“American Sniper” joins the earlier “Zero Dark Thirty” and “The Hurt Locker” as one of the most incisive military dramas of the post-9/11 era.
Clint Eastwood, the 84-year-old Oscar-winning director of “Unforgiven” and “Million Dollar Baby,” helms the film, a tense, action-filled story of war abroad and trouble at home, with an unflinching hand.
In this biopic about Chris Kyle, the Navy SEAL who became the most effective sniper in U.S. military history, Kyle’s stateside struggles combine with the vexing urban warfare he wages during four deployments to Iraq.

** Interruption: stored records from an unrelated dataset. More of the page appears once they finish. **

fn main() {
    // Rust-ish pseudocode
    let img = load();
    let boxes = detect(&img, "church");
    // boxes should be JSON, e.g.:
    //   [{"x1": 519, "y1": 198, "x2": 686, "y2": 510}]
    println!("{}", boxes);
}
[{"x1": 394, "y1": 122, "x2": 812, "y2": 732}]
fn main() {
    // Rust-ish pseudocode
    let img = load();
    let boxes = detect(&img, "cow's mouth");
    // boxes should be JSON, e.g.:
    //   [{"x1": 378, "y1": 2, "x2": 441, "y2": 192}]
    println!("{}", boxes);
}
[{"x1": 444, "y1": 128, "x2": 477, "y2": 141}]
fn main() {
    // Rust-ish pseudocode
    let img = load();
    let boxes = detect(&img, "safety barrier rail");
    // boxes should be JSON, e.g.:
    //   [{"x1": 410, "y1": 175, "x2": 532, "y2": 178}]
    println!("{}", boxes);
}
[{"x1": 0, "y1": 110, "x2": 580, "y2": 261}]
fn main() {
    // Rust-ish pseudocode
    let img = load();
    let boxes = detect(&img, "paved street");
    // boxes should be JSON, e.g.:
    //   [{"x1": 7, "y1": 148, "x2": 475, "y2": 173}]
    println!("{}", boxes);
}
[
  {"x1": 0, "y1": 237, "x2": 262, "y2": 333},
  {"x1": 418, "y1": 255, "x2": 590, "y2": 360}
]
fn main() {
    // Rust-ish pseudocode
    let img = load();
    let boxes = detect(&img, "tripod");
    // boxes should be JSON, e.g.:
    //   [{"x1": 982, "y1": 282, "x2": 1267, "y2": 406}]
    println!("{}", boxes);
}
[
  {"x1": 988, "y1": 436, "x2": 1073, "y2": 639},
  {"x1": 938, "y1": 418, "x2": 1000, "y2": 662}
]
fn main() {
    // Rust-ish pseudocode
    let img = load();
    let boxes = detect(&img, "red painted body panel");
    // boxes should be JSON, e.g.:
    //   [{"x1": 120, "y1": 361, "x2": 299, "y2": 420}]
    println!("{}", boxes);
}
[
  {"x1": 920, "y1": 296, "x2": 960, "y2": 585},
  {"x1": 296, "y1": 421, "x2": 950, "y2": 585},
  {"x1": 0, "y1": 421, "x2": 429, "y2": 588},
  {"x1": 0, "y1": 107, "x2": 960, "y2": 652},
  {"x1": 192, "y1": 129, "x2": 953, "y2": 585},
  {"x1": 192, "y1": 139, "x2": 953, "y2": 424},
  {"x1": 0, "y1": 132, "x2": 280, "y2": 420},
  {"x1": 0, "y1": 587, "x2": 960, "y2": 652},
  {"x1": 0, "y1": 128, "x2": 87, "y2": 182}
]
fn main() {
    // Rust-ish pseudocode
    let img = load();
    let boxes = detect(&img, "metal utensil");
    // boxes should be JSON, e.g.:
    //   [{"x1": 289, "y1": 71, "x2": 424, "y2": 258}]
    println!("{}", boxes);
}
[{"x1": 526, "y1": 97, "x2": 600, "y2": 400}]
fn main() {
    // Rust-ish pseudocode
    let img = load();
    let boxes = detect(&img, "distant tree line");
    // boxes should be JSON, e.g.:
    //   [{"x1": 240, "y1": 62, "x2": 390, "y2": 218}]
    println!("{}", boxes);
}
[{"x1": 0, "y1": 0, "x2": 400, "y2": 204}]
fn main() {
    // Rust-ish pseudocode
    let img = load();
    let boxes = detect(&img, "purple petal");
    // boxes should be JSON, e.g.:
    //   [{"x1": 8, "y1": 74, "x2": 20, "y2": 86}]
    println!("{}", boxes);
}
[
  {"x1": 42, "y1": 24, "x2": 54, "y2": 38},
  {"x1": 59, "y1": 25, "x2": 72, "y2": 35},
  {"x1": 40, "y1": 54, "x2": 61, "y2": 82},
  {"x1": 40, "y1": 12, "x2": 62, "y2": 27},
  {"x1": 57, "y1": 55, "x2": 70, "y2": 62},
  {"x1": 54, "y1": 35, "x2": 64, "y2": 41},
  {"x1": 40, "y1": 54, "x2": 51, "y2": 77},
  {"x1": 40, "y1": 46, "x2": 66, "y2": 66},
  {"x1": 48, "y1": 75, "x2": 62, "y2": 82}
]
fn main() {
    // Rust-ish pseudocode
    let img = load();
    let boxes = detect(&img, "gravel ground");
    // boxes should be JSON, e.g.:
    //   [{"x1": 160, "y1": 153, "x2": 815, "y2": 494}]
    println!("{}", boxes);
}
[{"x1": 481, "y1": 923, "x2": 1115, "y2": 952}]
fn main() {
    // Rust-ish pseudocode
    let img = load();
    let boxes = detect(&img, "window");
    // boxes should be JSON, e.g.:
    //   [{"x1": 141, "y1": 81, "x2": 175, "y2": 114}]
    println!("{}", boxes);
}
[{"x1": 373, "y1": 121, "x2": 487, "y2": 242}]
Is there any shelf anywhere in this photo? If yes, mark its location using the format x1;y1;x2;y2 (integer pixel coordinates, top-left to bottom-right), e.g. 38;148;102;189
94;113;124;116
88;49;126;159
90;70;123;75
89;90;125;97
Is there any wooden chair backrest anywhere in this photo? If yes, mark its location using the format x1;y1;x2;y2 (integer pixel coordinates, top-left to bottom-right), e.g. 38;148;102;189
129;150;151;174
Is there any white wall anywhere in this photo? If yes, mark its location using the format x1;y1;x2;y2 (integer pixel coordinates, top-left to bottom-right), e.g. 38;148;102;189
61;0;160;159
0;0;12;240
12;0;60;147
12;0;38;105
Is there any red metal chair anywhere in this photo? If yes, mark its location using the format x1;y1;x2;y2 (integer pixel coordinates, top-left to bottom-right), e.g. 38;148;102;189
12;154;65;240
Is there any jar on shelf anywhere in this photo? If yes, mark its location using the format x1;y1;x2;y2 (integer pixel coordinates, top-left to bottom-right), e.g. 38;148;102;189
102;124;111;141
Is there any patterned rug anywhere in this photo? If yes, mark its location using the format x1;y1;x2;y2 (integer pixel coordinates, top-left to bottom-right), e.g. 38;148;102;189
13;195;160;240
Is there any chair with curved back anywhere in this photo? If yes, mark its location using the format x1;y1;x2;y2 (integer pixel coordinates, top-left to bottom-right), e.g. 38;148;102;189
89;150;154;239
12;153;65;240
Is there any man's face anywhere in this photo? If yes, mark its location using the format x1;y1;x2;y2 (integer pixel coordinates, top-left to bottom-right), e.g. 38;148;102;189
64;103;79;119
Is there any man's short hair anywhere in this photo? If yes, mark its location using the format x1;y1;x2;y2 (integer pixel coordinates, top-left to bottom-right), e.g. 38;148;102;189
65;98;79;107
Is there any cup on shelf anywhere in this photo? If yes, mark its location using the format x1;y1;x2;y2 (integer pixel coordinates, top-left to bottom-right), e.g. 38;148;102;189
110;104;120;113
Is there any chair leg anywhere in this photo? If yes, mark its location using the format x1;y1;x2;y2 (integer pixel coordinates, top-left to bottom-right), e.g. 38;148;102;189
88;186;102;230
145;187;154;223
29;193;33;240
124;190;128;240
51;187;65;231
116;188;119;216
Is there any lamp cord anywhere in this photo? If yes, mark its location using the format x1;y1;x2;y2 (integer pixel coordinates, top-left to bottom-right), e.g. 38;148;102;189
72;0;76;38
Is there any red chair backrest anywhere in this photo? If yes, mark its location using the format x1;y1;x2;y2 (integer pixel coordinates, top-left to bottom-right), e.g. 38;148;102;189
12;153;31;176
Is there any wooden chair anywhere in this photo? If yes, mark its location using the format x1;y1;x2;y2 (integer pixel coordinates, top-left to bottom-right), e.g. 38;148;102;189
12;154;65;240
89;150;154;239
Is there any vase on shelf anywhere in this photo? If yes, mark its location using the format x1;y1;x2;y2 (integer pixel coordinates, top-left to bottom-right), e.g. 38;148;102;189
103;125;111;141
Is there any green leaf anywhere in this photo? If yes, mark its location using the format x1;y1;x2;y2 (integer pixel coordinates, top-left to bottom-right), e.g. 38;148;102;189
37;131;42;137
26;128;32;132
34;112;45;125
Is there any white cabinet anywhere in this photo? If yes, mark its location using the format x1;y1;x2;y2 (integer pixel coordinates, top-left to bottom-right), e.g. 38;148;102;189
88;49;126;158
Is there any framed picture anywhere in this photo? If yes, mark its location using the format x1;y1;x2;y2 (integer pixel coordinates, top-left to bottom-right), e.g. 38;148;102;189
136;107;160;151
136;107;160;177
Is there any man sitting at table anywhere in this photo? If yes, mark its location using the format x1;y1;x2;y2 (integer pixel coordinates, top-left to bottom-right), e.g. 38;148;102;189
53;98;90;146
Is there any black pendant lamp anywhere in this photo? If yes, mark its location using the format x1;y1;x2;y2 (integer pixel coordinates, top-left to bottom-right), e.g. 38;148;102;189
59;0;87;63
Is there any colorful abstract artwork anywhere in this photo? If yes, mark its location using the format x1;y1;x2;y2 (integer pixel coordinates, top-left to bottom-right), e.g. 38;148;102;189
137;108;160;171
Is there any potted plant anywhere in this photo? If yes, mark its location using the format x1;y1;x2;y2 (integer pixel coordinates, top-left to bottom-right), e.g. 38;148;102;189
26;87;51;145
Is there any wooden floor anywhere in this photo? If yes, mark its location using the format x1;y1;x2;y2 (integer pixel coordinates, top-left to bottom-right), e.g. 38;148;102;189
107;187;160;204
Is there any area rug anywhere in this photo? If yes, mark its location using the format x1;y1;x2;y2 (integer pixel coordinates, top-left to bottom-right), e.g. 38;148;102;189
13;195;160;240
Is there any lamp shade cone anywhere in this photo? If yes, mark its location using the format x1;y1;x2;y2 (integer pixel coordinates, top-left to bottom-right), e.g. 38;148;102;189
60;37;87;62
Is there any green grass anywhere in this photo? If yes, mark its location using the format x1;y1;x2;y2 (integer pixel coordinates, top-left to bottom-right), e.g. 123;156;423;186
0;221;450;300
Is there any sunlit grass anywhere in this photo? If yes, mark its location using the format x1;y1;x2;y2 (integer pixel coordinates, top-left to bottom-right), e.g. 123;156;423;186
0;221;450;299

It’s powerfully unsettling cinema.
Kyle’s boots are big ones to fill. Bradley Cooper grew a beard for the part, beefed up his physique and tuned his speech to a Texas accent.
Kyle is a commanding character in the film — dubbed “The Legend” by his peers — but he’s no glory seeker. Instead, he humbly deflects praise. Because showboating isn’t Kyle’s way, Cooper expresses the sharpshooter’s inner qualities — courage, loyalty to brothers in arms, and dedication to duty.
Like a cowboy hero in a classic Western, Kyle is the archetypal good guy. Kyle’s vision of himself, illustrated in early “American Sniper” scenes, stems from childhood. His father explained life in the simplest terms.
“There are three types of people,” the elder Kyle tells his oldest son at the family dinner table. “Sheep, wolves and sheepdogs.”
Installed in various sniper perches, Kyle, the vigilant sheepdog, protects his comrades. In the tightly coiled urban warfare environment, he saves scores of Americans from the men, women and children who would kill them.
Kyle’s enemies realize how effective he is. They also give him a title — “The Devil of Ramadi” — and they put a bounty on his head. A taut rivalry develops between Kyle and a similarly skilled Syrian sharpshooter who sees Kyle as a prize kill.
For “American Sniper,” Eastwood and cinematographer Tom Stern create an immersive, battlescape experience. Handheld as well as fixed cameras positioned throughout sets capture the action from many angles. It’s frantic and alarming.
Following other war movies of recent vintage, “American Sniper” also has visceral impact. When Kyle’s comrades are struck down, the shock and tragedy of their misfortune strike home. In addition to how realistic the footage is, the film’s screenplay, written by Jason Hall and based in part on Kyle’s best-selling autobiography, reveals supporting characters to a degree that moviegoers can care about them. And post-battle hospital scenes don’t hide the damage done.
In reality, Kyle was wounded multiple times but, compared to his mangled peers, his body is relatively unscathed. In due course, though, he suffers psychological injuries.
Initially, Cooper gives two performances as Kyle. He’s the focused sniper on a mission he believes in. He’s also an ill-at-ease stateside soldier who denies he’s experiencing post-traumatic stress disorder.
Sienna Miller co-stars as Kyle’s wife, Taya. Kyle and Taya meet and court, like normal couples do and, on the same day that Kyle’s SEAL unit is ordered to deploy to Iraq, they marry. As emotional as it is to see Kyle’s peers in war slain and scarred, the scenes with Kyle and Taya become the movie’s pounding heartbeat. During one of her husband’s trips home, the exasperated Taya tells him that, even when he is home, he keeps his distance from his family. Miller’s wrenching performance as the warrior’s wife is among the most shattering work in the films of 2014.
“American Sniper,” a superbly staged and played military drama, doesn’t hold its shots. In equal parts, it’s an engrossing action-drama and moving, tragic story of a real hero.